Dysphonetic dyslexia, on the other hand, is associated with auditory-processing difficulties. These children have difficulty remembering letter sounds, analysing the individual sounds in words, and sequencing/blending these into words.
Smith lists the reading and spelling patterns of children with dysphonetic dyslexia, also called auditory dyslexia:
• Difficulty discriminating between individual sounds in beginning reading instructions (occurs very seldom).
• Difficulty processing rapid auditory inputs so that consonant sounds that cannot be sustained (p-b) are not perceived; these may then be omitted in reading.
• Poor ability to analyse the sequence of sounds and syllables in words; consequently they become reversed in reading words; this is akin to the problem faced orally when poor auditory analysis has taught the child such phrases as “lead a snot into temptation” and “Harold be Thy name” in the Lord’s prayer, or “lmnop” being one lumped cluster in the alphabet song.
• Poor ability to remember individual sounds or sequences of sounds.
• Difficulty blending individual sounds into words.
• Difficulty listening to words and omitting one sound and substituting it for another (say cat; now take off the /c/ and put on an /f/); such abilities are essential for word analysis because that is what figuring out how to phonetically decode a word is all about; children usually develop this skill with initial consonants, and then medial vowels or consonants.
• Difficulty remembering the sounds that individual letters and phonetically regular and irregular letter combinations represent.
• Inability to rapidly retrieve letter sounds while analysing words, so that the beginning of the word is forgotten by the time the last letter of the word is recalled (naming problem).
• Difficulty analysing unknown words because of poor knowledge of phonetic rules and difficulty sequencing sounds.

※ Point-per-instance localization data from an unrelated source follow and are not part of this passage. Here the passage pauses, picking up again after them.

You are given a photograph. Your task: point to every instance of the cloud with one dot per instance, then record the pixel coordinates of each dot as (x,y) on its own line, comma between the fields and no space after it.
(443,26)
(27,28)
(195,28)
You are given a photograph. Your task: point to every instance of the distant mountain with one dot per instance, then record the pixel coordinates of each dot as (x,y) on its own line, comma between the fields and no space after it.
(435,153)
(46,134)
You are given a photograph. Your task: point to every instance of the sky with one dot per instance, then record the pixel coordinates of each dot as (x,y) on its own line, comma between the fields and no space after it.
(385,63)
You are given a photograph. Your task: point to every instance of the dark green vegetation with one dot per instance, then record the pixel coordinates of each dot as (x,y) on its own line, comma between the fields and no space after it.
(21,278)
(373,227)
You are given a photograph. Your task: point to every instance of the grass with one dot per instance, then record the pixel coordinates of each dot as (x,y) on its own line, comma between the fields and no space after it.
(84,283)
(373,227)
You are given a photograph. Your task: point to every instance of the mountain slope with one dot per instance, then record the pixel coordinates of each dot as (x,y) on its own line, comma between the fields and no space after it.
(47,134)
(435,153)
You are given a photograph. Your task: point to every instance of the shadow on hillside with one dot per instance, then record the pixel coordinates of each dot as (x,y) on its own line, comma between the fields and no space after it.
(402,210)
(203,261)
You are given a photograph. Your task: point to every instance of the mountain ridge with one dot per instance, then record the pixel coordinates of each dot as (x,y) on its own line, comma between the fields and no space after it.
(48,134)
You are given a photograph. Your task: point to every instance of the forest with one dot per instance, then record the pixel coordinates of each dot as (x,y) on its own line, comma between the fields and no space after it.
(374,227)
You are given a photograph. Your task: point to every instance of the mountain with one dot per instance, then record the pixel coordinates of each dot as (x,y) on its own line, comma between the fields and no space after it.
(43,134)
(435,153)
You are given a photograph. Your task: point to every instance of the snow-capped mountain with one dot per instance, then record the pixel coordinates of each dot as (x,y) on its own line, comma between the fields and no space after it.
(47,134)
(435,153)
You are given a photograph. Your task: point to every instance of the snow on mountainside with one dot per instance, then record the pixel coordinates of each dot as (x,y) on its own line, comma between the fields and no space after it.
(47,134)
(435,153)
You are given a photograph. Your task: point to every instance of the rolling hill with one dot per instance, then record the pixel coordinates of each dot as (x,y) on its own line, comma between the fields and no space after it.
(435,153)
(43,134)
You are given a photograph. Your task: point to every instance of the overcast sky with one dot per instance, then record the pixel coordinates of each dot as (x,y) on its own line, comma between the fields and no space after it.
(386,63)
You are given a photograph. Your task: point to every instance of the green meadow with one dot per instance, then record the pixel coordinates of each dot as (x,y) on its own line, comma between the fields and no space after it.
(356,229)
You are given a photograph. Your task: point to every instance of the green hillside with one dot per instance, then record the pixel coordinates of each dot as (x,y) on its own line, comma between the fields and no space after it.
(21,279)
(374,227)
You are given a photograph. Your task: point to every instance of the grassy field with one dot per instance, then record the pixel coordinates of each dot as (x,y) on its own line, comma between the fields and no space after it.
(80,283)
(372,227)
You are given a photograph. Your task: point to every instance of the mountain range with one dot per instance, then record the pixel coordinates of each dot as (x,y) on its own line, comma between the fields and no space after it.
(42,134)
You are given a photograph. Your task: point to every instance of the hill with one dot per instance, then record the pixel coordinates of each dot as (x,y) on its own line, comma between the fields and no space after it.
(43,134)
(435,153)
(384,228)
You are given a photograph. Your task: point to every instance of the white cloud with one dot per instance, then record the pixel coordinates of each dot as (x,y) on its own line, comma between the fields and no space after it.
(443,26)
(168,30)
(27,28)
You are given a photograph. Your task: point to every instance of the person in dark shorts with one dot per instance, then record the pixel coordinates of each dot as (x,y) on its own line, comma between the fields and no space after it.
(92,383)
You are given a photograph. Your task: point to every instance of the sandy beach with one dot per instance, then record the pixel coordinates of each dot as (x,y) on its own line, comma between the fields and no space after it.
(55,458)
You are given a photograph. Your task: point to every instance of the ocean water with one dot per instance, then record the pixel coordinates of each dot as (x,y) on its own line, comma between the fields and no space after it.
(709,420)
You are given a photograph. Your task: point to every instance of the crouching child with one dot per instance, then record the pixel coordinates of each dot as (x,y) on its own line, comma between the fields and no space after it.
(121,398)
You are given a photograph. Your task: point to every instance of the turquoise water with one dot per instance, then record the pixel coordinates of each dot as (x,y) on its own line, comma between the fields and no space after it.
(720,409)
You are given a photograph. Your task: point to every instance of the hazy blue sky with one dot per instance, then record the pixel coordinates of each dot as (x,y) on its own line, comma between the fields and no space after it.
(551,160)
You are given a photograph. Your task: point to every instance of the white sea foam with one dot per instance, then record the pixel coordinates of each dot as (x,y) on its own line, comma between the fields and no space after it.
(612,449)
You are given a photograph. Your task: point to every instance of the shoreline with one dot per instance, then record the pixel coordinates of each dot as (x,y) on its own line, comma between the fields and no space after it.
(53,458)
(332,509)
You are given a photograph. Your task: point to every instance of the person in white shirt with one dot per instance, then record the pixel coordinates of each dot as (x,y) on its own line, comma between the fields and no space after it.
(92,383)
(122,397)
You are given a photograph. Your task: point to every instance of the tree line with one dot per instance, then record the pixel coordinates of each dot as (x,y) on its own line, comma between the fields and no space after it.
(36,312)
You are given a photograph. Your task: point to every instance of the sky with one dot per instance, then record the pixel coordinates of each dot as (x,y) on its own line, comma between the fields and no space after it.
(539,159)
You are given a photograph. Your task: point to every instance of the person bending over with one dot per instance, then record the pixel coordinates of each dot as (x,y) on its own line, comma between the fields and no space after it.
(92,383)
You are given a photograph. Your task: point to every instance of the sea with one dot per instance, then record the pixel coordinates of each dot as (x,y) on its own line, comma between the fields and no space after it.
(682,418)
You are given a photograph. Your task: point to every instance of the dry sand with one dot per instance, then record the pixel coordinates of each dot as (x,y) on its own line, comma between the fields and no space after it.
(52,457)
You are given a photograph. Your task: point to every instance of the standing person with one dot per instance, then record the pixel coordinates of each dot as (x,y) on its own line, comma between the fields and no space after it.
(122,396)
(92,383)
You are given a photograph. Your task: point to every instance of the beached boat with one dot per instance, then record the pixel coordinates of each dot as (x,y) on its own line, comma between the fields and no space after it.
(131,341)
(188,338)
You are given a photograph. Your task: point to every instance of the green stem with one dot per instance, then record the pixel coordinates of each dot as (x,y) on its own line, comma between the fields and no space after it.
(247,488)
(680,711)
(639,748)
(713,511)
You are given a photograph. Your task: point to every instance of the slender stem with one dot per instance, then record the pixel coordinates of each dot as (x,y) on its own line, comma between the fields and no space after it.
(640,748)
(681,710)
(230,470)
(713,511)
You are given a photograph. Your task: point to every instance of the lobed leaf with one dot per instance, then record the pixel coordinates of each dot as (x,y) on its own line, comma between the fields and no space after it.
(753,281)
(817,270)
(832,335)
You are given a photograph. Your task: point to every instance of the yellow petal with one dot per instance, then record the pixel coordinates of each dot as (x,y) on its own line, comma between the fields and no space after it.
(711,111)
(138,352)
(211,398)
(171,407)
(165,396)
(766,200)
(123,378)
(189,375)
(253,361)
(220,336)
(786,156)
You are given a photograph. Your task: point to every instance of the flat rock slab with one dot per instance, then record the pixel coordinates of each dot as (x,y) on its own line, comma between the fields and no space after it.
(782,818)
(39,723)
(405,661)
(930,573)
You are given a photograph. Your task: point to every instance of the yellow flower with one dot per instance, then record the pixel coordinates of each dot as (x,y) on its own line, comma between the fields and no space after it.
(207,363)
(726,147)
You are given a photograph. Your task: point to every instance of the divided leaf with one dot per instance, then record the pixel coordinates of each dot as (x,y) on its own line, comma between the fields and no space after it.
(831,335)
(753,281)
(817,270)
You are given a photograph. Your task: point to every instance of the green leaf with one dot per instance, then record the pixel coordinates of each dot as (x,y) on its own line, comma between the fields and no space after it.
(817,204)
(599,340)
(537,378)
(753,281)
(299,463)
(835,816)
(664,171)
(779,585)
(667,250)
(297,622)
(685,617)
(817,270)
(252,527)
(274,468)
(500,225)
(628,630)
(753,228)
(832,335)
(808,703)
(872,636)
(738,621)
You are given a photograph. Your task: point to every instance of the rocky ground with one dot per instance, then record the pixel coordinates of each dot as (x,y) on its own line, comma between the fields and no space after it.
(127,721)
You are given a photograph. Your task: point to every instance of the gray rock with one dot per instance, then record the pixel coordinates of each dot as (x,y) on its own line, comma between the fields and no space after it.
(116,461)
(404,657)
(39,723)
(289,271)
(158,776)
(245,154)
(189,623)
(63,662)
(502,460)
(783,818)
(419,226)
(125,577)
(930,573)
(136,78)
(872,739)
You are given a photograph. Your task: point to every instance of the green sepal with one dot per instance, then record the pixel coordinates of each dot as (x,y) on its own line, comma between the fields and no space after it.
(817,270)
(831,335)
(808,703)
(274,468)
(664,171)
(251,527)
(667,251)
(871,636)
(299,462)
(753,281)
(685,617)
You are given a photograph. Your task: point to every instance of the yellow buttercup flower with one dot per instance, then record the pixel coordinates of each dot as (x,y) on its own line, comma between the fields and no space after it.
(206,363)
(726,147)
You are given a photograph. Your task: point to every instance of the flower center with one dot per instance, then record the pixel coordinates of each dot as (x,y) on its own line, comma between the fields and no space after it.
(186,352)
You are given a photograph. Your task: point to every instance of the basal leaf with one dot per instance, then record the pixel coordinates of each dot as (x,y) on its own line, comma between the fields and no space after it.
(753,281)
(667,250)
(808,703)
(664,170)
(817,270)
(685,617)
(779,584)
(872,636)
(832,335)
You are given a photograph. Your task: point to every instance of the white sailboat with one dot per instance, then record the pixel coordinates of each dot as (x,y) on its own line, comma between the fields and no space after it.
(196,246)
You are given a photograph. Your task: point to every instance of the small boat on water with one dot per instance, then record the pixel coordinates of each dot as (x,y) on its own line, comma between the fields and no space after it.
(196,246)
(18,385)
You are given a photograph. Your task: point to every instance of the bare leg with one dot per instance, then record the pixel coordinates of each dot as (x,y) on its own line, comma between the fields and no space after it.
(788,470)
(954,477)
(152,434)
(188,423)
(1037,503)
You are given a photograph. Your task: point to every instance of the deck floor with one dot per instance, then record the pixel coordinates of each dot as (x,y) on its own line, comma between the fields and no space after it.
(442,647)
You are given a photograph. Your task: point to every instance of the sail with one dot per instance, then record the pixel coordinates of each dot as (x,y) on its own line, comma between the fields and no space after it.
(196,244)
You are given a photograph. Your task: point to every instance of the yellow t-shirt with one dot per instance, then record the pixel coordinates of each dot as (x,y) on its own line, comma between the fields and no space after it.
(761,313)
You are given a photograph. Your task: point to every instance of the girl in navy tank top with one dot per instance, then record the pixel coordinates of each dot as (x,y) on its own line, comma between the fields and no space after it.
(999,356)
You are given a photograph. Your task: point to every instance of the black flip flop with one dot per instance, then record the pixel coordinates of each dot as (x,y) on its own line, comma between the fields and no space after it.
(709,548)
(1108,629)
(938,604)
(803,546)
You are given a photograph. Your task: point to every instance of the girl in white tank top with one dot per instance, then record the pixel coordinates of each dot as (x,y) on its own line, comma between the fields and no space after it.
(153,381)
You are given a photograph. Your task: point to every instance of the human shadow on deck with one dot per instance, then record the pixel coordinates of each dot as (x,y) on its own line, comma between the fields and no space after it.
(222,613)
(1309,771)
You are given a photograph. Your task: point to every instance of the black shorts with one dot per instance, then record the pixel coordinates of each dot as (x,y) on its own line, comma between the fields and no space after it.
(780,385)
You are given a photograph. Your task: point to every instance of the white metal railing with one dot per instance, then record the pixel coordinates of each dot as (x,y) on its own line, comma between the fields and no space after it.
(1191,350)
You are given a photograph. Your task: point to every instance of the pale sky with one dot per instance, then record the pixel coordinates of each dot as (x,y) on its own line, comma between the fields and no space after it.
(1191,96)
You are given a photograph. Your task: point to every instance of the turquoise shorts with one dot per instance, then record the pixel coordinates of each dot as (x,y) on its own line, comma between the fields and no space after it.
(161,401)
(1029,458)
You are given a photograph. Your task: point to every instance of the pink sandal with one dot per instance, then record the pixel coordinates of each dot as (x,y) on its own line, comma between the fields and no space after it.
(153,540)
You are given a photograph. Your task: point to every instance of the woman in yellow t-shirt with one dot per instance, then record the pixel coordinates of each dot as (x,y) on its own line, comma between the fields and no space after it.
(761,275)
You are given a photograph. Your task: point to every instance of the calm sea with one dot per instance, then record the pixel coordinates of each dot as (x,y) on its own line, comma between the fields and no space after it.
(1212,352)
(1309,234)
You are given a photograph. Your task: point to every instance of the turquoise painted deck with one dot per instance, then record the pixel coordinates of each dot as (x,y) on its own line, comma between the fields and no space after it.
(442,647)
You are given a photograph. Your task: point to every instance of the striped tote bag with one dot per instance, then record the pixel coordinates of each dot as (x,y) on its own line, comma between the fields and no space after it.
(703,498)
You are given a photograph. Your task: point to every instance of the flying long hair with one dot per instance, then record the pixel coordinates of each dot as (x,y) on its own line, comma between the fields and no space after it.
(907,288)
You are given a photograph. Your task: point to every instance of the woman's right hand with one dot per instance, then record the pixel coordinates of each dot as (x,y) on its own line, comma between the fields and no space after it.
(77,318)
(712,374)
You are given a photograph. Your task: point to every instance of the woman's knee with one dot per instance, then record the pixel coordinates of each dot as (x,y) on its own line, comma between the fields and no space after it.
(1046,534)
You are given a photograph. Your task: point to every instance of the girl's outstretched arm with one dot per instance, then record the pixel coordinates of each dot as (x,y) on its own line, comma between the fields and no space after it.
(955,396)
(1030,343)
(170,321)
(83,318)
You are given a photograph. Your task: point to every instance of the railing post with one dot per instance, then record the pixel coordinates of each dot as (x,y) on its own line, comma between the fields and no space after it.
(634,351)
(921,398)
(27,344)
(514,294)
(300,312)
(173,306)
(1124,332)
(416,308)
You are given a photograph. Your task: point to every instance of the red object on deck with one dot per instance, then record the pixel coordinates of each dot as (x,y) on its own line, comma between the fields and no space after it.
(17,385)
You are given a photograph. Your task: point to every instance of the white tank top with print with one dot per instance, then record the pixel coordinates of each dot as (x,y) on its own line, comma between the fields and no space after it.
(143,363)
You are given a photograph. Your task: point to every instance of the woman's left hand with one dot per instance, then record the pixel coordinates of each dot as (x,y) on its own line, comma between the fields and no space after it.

• Difficulty applying the phonetic rules from words that can be read to pseudowords that follow the same pattern but are not real words.
• Vowel sounds are particularly troublesome.
• Word substitutions that are conceptually (person, human) or visually (horse, house) related, but not phonetically related.
• Limited sight vocabulary because the student cannot memorise an abundance of words without the benefit of phonetic cues.
• Guessing at unfamiliar words rather than employing word-analysis skills.
• Spelling remains below reading level because it is attempted by sight rather than by ear.
• Correct spellings occur primarily on words that the child has encountered repeatedly and therefore can revisualize.
• Bizarre spellings that seldom can be identified, even by the child, because they do not follow phonetic patterns.
• Extraneous letters and omitted syllables in spelling.